Machine Learning

Vision Transformers (ViT)

Chop an image into patches, call them words, and let attention do the rest

A Vision Transformer (ViT) splits an image into fixed-size patches, linearly embeds each patch as a token, and feeds the sequence through a standard Transformer encoder — letting global self-attention replace the local receptive fields of convolutions.

IntroducedDosovitskiy et al., 2020
Tokens (224px, P=16)196 + 1 [CLS]
Self-attention costO(N²·d)
Receptive field at layer 1whole image
Sweet spotlarge-scale pre-training

Interactive visualization

Press play, or step through manually. The visualization is yours to drive — try it before reading on.

Open visualization fullscreen ↗

Watch the 60-second explainer

A condensed visual walkthrough — narrated, captioned, under a minute.

The one idea: an image is a sentence of patches

Transformers conquered language by treating a sentence as a sequence of tokens and letting every token attend to every other one. For a decade, images were the holdout — convolutional neural networks owned vision because convolutions encode exactly the right prior: pixels near each other are related, and a feature is the same feature wherever it appears. The 2020 paper "An Image Is Worth 16×16 Words" by Dosovitskiy and colleagues at Google asked a deceptively simple question: what if we just chopped the image into 16×16 squares, called each square a word, and ran the language Transformer unchanged?

That is the entire trick. Take a 224×224 RGB image, cut it into a 14×14 grid of non-overlapping 16×16 patches, and you have 196 little tiles. Flatten each tile into a vector, run it through one learned linear layer, and now each patch is a token — a point in embedding space, indistinguishable in type from a word embedding. Prepend a special learnable [CLS] token, add positional embeddings so the model knows which tile came from where, and feed the 197-token sequence into a vanilla Transformer encoder. The output vector at the [CLS] position is your image representation. No convolutions in the body of the network at all.

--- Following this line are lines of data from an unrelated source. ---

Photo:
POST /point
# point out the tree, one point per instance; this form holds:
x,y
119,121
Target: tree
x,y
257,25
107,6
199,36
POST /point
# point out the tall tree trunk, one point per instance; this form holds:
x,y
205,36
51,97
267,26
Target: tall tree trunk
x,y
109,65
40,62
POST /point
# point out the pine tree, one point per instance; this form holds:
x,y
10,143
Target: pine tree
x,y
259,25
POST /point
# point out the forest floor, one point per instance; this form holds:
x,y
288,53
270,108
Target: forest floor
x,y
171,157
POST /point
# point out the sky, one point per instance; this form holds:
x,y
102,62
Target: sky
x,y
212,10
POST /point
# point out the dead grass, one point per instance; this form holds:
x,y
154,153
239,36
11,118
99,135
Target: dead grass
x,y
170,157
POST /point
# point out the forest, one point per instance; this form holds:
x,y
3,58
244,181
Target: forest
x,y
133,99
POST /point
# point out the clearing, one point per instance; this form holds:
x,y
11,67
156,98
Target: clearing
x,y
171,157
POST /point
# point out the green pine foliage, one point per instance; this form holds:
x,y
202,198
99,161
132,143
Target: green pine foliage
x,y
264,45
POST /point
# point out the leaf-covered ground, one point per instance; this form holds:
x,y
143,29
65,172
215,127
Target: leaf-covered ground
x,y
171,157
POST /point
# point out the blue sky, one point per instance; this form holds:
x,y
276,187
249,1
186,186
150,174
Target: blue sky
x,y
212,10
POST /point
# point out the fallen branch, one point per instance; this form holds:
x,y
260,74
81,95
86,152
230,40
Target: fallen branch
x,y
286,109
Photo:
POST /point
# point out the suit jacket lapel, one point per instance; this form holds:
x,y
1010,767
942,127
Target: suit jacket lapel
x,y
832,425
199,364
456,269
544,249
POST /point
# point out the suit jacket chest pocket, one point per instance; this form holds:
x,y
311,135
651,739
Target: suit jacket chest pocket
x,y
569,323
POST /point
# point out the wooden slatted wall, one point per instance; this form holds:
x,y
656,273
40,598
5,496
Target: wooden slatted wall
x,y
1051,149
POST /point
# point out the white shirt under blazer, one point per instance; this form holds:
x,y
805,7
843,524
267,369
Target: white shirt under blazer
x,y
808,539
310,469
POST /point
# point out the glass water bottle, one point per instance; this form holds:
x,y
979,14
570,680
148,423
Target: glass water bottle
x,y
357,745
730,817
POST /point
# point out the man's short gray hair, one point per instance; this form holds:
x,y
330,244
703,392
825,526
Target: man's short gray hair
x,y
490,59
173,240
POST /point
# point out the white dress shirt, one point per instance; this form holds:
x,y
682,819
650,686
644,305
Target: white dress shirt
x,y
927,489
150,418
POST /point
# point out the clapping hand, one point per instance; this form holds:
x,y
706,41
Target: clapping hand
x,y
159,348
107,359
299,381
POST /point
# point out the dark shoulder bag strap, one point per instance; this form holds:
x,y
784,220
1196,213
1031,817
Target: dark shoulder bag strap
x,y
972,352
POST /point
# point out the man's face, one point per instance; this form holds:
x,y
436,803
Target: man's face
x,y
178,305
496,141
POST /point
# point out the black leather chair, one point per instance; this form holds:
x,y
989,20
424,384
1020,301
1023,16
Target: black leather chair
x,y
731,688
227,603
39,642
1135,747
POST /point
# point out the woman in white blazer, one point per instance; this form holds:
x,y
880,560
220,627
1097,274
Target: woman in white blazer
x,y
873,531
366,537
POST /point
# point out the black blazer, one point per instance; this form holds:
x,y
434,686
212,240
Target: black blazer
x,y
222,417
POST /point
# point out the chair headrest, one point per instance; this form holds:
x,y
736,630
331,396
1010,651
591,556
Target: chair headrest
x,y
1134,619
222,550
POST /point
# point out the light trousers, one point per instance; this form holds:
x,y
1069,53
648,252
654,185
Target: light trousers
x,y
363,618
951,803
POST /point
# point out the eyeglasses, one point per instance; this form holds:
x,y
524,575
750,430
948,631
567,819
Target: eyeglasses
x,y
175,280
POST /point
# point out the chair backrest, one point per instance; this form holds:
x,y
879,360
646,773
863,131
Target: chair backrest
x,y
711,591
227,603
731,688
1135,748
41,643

The radical consequence: at the very first layer, every patch can attend to every other patch. A CNN at layer one sees a 3×3 neighborhood; a ViT at layer one already has a global receptive field. The model can relate the dog's ear in the top-left to its tail in the bottom-right in a single attention step — no stack of convolutions and pooling required to grow the receptive field.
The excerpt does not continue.